Leveraging In-and-Cross Project Pseudo-Summaries for Project-Specific Code Summarization

Yupeng Wu, Tianxiang Hu, Ninglin Liao, Rui Xie, Minghui Zhang, Dongdong Du, Shujun Lin

Published: 2024, Last Modified: 13 Nov 2024IJCNN 2024EveryoneRevisionsBibTeXCC BY-SA 4.0

Abstract: Code summarization is pivotal in software development, aiding developers in grasping the semantics of source code. However, existing research predominantly focuses on the general code summarization capabilities of models, neglecting project-specific summary characteristics.
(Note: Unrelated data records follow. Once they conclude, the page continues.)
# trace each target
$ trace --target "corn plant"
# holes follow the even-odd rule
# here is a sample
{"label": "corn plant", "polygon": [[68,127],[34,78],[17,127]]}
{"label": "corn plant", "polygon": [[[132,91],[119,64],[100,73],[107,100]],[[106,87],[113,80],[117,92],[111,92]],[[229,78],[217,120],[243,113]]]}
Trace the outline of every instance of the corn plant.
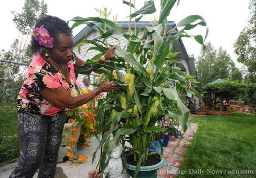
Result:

However, given the scarcity of project-internal code summary corpora, enhancing the model’s performance for a specific project presents a significant challenge. To tackle this issue, we introduces the use of In-and-Cross project pseudo-summaries to improve Project-Specific Code Summarization. Specifically, we employ models trained on other projects to generate cross-project pseudo-summaries and learn the distinctions from target-project through contrastive learning. Simultaneously, we utilize in-project pseudo-summaries generated by the current model, harnessing these data through semi-supervised learning to enhance performance. The experiment results show that the proposed method can effectively improve the performance of the summarization task in practical scenarios, and can also enhance the coordination of the model.